Tomas Kubart is Associate Professor at the Department of Solid State Electronics at Uppsala University. Tomas is focusing on highly ionized deposition techniques and novel techniques for high quality thin films, especially oxides, for electronics and energy applications. He leads the Thin Films group and is responsible for the Thin Film Deposition area at the Ångström Microstructural Laboratory.
 
Panos Patsalas is Professor of Advanced Materials at the Department of Physics of Aristotle University of Thessaloniki, Greece.

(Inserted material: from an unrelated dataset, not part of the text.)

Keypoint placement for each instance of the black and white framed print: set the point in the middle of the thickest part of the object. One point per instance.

He received his B.Sc. in Physics and Ph.D. in Solid State Physics in 1996 and 2001, from University of Ioannina and Aristotle University, respectively. His research interests include the growth of films and nanostructures by vapor techniques, their structural characterization via X-Ray and neutron methods, the surface science, spectroscopy and the optical properties of thin films and nanostructures, and the fabrication of electronic, photonic and plasmonic devices. He is engaged with the research on conductive nitrides for over 20 years. His current research interests focus on the implementation of conductive nitrides in photonic and plasmonic devices. He authored or co-authored more than 150 peer-reviewed papers and has served as Guest Editor of numerous volumes of Elsevier journals.
 
Kostas Sarakinos is Associate Professor at the Department of Physics, Chemistry and Biology at Linköping University and he is heading the Nanoscale Engineering Research Division. He holds a Ph.D. degree in Physics from RWTH Aachen University, Germany (2008) and a Habilitation degree in Materials Science from Linköping University, Sweden (2012). Kostas’s research interests include atomistic processes during film nucleation and growth, growth manipulation, in situ growth monitoring, and deterministic and stochastic film growth simulations. He has co-authored 50 papers and 4 book chapters, and he has presented 15 invited talks at international conferences and schools. He teaches courses related to thin-film physics at both undergraduate and post-graduate level.